“First of all I would like it to be clearly understood that I am in no way renouncing the work of the David S. Ware Quartet,” the bandleader explains in his brief liner-notes essay for Renunciation, a live album capturing his celebrated four-piece’s final concert performance. The renunciation of which he speaks is a spiritual epiphany during which one experiences “individuality as a non-doer” by “witnessing” one’s self from outside of one’s self. This renunciation is an out-of-body experience during which, “The SELF stands alone, whole unto itself, totally uninvolved in relativity.” From this spiritual disengagement springs “self-realization, cosmic consciousness, or enlightenment.” Think of Ware’s renunciation as a self-contained dialectic in which one attains to a higher plane of knowledge by weighing one’s actions in light of the observations of an imagined other, whose surrogate is the non-doing, disembodied, “renunciated” self. Better yet, think of this renunciation as the point at which one becomes so enlightened as to be capable of maintaining a system of individual spiritual checks and balances.

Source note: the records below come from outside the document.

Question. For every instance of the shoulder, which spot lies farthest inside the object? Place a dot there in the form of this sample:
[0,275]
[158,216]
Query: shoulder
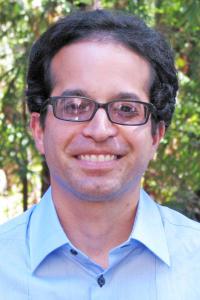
[182,233]
[177,220]
[15,229]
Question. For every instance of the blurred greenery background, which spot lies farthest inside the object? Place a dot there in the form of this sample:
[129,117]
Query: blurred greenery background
[174,176]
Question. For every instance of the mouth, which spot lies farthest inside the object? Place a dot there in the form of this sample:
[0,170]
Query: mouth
[98,157]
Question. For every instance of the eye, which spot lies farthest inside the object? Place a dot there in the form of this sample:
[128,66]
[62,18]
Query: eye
[127,108]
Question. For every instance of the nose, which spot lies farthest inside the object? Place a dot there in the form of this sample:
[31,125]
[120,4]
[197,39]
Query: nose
[100,128]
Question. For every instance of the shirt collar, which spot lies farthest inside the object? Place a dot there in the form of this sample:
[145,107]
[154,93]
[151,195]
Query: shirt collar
[148,228]
[45,232]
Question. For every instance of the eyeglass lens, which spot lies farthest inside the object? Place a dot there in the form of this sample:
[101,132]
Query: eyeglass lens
[82,109]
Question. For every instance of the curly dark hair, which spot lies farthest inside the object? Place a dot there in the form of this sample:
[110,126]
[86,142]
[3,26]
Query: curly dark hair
[121,27]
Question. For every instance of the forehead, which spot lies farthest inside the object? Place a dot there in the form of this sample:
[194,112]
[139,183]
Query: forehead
[100,67]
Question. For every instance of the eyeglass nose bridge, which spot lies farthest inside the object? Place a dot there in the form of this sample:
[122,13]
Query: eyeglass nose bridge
[105,108]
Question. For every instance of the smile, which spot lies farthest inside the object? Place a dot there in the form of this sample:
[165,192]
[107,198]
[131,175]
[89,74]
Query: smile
[98,158]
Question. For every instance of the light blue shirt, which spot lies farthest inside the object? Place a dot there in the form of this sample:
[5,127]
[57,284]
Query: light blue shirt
[159,261]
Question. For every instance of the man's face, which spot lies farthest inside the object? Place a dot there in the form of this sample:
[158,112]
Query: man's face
[97,160]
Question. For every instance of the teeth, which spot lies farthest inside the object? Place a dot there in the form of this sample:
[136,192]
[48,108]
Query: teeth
[100,157]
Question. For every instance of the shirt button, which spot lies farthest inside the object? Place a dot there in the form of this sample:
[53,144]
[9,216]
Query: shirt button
[74,252]
[101,280]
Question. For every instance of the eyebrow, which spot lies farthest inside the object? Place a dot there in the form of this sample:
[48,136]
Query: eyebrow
[74,92]
[83,93]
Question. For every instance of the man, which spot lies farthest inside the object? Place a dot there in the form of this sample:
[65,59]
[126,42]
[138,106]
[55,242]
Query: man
[101,92]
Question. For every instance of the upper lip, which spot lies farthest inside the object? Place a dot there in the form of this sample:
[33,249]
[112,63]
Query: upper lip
[98,152]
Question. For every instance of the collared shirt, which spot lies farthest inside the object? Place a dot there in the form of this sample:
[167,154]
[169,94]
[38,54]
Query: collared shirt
[159,261]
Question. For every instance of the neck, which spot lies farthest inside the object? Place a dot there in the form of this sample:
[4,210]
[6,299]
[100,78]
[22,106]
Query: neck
[96,227]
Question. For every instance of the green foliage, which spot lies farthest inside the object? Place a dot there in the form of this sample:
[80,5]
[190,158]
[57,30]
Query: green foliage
[174,176]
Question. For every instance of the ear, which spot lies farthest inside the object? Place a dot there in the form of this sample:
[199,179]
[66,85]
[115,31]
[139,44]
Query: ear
[37,131]
[158,136]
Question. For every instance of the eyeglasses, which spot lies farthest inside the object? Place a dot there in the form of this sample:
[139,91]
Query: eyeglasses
[81,109]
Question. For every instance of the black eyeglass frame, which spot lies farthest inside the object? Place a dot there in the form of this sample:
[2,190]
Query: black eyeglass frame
[150,108]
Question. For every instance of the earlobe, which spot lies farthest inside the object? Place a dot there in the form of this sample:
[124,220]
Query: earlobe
[37,131]
[159,134]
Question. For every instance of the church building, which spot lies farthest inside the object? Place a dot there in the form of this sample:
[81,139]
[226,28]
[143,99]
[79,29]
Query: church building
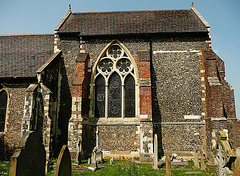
[113,80]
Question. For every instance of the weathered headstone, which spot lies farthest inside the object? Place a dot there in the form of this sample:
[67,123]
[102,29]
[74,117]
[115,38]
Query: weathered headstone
[133,161]
[236,164]
[111,161]
[93,160]
[63,166]
[168,166]
[203,164]
[196,161]
[29,159]
[98,153]
[155,165]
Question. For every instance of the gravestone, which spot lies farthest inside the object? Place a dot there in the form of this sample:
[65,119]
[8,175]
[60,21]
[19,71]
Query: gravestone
[111,161]
[30,157]
[133,161]
[203,164]
[63,166]
[236,164]
[98,153]
[168,166]
[93,160]
[155,165]
[196,161]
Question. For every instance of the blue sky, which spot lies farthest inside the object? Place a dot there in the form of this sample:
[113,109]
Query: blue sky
[28,16]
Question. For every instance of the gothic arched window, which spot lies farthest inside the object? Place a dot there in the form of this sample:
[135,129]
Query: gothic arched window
[3,108]
[115,84]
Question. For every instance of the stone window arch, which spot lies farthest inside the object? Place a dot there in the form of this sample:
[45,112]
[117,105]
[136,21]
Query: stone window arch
[3,109]
[115,84]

And let’s stick with this governmental image, because Ware’s best group recordings epitomize well-regulated, democratic improvisation. Although he came of age playing alongside cerebral, chaotic jazzmen like Cecil Taylor and Andrew Cyrille in the late 1970s, Ware has long favored coherence (when compared to other free-form musicians, at least) and taut group dynamics when working as a leader. Even when a honking Ware and his stabbing, pounding and plucking sidemen summon with their visceral playing a volcanic apocalypse, they spew their lava and molten brimstone in unison. While most free players sought throughout the 1980s and 1990s to test abstraction’s limits, Ware channeled the righteous, unified cacophony of post-Meditations Coltrane and spiced that aesthetic up with labyrinthine rhythmic foundations.

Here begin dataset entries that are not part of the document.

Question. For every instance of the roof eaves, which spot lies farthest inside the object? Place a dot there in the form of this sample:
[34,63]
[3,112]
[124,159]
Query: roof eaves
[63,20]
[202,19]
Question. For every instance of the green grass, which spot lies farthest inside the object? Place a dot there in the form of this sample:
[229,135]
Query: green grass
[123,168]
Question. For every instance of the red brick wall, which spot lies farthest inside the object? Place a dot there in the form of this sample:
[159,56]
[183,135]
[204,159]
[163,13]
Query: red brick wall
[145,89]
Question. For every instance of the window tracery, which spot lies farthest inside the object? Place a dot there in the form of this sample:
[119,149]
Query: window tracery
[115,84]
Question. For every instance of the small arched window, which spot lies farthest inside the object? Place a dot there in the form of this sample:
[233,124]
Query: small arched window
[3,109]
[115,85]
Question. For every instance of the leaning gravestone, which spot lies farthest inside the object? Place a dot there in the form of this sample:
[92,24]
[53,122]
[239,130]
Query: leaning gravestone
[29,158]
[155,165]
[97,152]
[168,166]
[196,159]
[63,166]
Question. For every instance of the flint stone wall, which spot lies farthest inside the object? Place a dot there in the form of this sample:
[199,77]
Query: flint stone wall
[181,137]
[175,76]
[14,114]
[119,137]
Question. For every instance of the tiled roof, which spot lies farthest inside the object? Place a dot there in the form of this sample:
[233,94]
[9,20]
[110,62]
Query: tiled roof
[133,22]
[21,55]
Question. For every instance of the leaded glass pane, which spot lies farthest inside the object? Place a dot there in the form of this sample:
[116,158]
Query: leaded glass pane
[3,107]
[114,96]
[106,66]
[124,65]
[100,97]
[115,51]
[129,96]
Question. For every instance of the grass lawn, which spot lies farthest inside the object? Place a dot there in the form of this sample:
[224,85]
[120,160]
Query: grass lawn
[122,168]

When his Quartet — a group consisting of pianist Matthew Shipp, bassist William Parker and a rotating cast of drummers (Guillermo E. Brown plays on this album) — disbanded after the June 2006 Vision Festival, the contemporary jazz community lost both Ware’s definitive unit and one of the only outfits still making a strong case for the relevance of shrieking, 1960s Impulse!-style fire music. The Quartet played their clamorous music with such purpose and conviction that they were even given mainstream exposure in the late ’90s, releasing a handful of albums for Columbia. Renunciation will sit well with fans of these records, as it documents the ease with which Ware and his bandmates alchemized difficult music into beautiful music
“Mikuro’s Blues”, a highlight from 1998’s major-label offering Go See the World, figures into the middle of the Quartet’s farewell set. One of Ware’s best and most accessible compositions, this piece hearkens to Coltrane’s classic four-piece band. Parker lays down a nimble walking bass line that’s almost as infectious as Jimmy Garrison’s four-note A Love Supreme motif (really!), while Shipp chimes in with supple McCoy Tyner-like harmonies. Ware’s saxophone kicks with a rawer timbre than Coltrane’s, but, like Trane, he wails along with his final destination always in mind. Few jazz compositions from the last decade register so highly on so many different scales.
More Coltrane-isms abound in “Ganesh Sound” and its reprise. Here the Quartet recall the barline-liberated outcries of Coltrane’s late period, drums and bass tumbling slowly over one another while Shipp anchors the song with simple, repetitive chords. Ware riffs steadily over Shipp and bursts out of the groove when he sees fit, navigating between order and disarray. Ware demonstrates his range most vividly during the first part of the album’s centerpiece, “Renunciation Suite”. Playing solo, he stretches rich melodies into argumentative squeals. Once he says his peace, Shipp leads Parker and Brown through rocky, angular passages that swing, but just barely. This exchange continues for over 10 minutes, after which all four men bludgeon their audience in rapturous unison. Like great shoegaze or noise-rock, “Renunciation Suite” swamps the pretty/ugly divide in a glorious haze.
Closer “Saturnian” is equally violent, suggesting that Ware wanted his band to go out on a note of unbounded ecstasy. Of course, unbounded ecstasy is one of the most difficult emotions to convey to listeners, as no words or forms can deliver it fully. And frankly, Ware’s Quartet always trafficked too heavily in these intangibles — all of their records, including this one, are too kinetic to ingest in a single sitting. God bless ’em, though, for trying to communicate the incommunicable, for encouraging us to push beyond the confines of the familiar so that we might see ourselves more fully and truly.